Olavo Setubal, alguns meses atrás, chegou a levantar a possibilidade de ceder a presidência do conselho do Itaú para Pedro. "Meu pai tinha a visão de que a empresa vem antes de interesses pessoais," diz Roberto. Já Pedro lembra que seu pai, Walther, tirou o nome Moreira Salles do banco para despersonalizá-lo.

Para informar Henrique Meirelles, do BC, Roberto e Pedro voaram a Brasília no domingo de manhã. Em aviões separados. Lula foi informado por Roberto e Pedro, pessoalmente, em SP, às 18h de domingo. "Isso é do que o Brasil precisa, de gente que acredita", disse. E ontem, Paulo Bernardo ponderou: "A operação fortalece o Brasil".

A união entre os irmãos Moreira Salles é tanta que o cineasta Waltinho não voltou de Los Angeles para assinar os contratos. Deu procuração aos irmãos Fernando, Pedro e João. Também fez falta Paulo Setubal, que está doente.

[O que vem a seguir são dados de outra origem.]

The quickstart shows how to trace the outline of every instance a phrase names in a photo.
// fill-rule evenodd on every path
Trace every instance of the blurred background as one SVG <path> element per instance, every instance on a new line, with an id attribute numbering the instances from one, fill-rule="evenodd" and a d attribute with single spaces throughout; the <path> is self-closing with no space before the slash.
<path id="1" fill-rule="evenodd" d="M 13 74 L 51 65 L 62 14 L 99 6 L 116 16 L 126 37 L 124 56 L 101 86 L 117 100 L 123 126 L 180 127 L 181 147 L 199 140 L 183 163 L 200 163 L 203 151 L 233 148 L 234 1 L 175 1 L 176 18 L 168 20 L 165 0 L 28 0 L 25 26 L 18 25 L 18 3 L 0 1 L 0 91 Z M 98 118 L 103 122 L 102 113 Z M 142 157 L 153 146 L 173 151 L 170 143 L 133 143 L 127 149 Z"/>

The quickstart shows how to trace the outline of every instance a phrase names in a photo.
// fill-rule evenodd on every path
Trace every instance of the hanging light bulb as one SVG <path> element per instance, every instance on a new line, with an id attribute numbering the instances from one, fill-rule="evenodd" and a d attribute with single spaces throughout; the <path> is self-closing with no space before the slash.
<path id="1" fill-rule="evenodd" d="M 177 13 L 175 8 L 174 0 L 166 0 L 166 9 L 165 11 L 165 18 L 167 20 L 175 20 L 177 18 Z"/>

Só uma pessoa de fora dos grupos foi chamada a opinar: Nelson Eizirik, ex-CVM. Ajudou na fórmula de troca de ações entre as partes. Na reunião da Febraban, domingo à noite, na casa de Fábio Barbosa, nenhuma palavra sobre o acordo que estava sendo fechado. Presentes, pelo Unibanco, Vainboim. Pelo Itaú, Antonio Matias.